Inventions for rural industry included an automated fruit picker and packer, and a device for sampling and weighing wheat. Farrell also invented the press-stud that can be attached to a garment without stitching, and the folding pram hood. By 1915 Farrell had 24 patented inventions.

===Medications===
While living in Broken Hill, Farrell suffered acute respiratory problems. She dreamt of the formula of an inhalation of which the properties of the various ingredients had the effect of cutting mucous, reducing inflammation and promoting healing. She manufactured tablets to this formula; they were burned in a clarifier and the fumes were inhaled. Farrell then met William Taylor, a young man from Perthshire in Scotland, who had come to Australia suffering from tuberculosis. Farrell treated Taylor with her inhalant. He experienced a remarkable improvement, they were married in 1906, and he lived for another six years. Subsequently, the product was marketed as "Membrosus". Farrell also had great success with an ointment, known as "Myra's ointment", with which she successfully treated a woman who contacted her, suffering from a rare fungal disease of the skin.

===Military aids===
During World War I Farrell worked on the invention of a barricade that could repel ammunition and lessen the impact of shells. The Australian Department of Defence took Farrell's plans for investigation, but whether the barricade was developed and utilised was not acknowledged.

At about the same time, she developed a light that could be projected to a great distance. She initially saw its use as being for advertising purposes, but the military also took the plans and Farrell's prototype. The unconfirmed family legend is that the light was tested from the North Head of Sydney Harbour, causing confusion to the crew of a vessel out at sea who mistook the beam for that of the South Head lighthouse.

==Personal==
Myra Farrell, then Taylor, was described in an article in the Western Age:

"One would expect to find the person responsible for all this ingenious work to be rather difficult, but Mrs. Taylor is quite the reverse when one succeeds in making her talk of herself and her doings. Her manner is simple, kindly, and affable. In appearance she is essentially feminine, very fair, and plump, with appealing blue eyes, and brilliant colouring which comes and goes as she warms to her subject, and a soft, slow voice."

Seascape painted by Myra Juliet Farrell in about 1938

Farrell married twice, firstly William Taylor with whom she had children Lavie Curtis Taylor and William Paterson Welsh Taylor, and secondly William George Farrell with whom she had a son, the violinist George Harry Welsh Farrell. After the death of her first husband in Adelaide, Farrell lived at various times in Western Australia and at Bondi in Sydney, spending her later life in Mosman.

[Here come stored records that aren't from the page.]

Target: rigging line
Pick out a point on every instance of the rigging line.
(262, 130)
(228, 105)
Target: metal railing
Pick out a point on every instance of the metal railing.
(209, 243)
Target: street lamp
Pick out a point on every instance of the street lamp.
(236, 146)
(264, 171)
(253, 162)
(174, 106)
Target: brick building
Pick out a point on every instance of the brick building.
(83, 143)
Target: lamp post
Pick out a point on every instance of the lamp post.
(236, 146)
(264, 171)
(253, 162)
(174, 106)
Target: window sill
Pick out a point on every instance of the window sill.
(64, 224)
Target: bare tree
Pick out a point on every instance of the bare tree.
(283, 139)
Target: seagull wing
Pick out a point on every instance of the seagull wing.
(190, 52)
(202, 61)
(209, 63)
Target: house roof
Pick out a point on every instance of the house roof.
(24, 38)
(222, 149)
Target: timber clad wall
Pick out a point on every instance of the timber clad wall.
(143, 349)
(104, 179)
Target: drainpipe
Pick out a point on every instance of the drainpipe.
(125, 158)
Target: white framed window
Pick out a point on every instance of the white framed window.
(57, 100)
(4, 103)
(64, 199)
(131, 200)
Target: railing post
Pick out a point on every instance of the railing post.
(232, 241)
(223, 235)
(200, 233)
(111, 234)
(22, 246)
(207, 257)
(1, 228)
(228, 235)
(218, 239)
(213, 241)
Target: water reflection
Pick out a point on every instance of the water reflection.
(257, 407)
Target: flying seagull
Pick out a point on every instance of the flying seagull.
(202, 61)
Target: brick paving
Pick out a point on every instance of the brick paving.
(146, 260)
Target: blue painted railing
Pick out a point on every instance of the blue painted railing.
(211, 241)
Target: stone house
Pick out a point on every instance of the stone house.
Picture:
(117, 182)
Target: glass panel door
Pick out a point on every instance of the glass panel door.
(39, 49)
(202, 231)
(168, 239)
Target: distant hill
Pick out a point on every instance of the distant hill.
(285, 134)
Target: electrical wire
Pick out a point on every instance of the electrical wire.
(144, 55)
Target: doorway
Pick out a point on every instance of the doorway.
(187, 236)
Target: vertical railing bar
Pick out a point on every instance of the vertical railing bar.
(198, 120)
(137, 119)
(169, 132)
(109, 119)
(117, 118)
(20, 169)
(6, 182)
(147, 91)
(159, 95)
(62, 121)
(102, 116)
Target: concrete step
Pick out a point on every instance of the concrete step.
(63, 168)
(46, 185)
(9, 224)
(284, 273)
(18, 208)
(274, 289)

Aside from her inventions, Myra was a keen painter. Having learnt from an artist who painted stage scenery, she had a broad Impressionist style using intense colours and with little mixing of the paint. All her known remaining works are small landscapes.

Farrell was known in Theosophical circles and subscribed to the building of a grandstand at Balmoral Beach to witness the arrival of Krishnamurti in Sydney. She financially supported the utopian William Lane in his enterprise to found an ideal colony in Paraguay. In this she argued at length with Mary Gilmore, who also supported William Lane but was scornful of Farrell's religious ideology.

She was regarded as an eccentric, even within the family. Her eccentricities included keeping the foot of an Egyptian mummy on the mantelpiece, where it gathered dust because the housemaid refused to touch it. It was thrown out with the garbage and was subject to a police investigation when it was discovered by the garbage collector.

Farrell died at her home at Mosman on 8 March 1957.

==Accolades==
Myra Farrell was described in the Geraldton Guardian:

Without fear of contradiction it is quite safe to assert that Mrs Myra Taylor ….. is a genius in the highest sense of the word.

The Western Age, Dubbo:

"That trite phrase "A prophet hath no glory in his own land" was never so strikingly illustrated as in the case of Mrs. Myra Juliet Taylor. This remarkable little lady might justly claim to be the most versatile woman in the Commonwealth, yet she dwells in our midst unknown, almost in obscurity."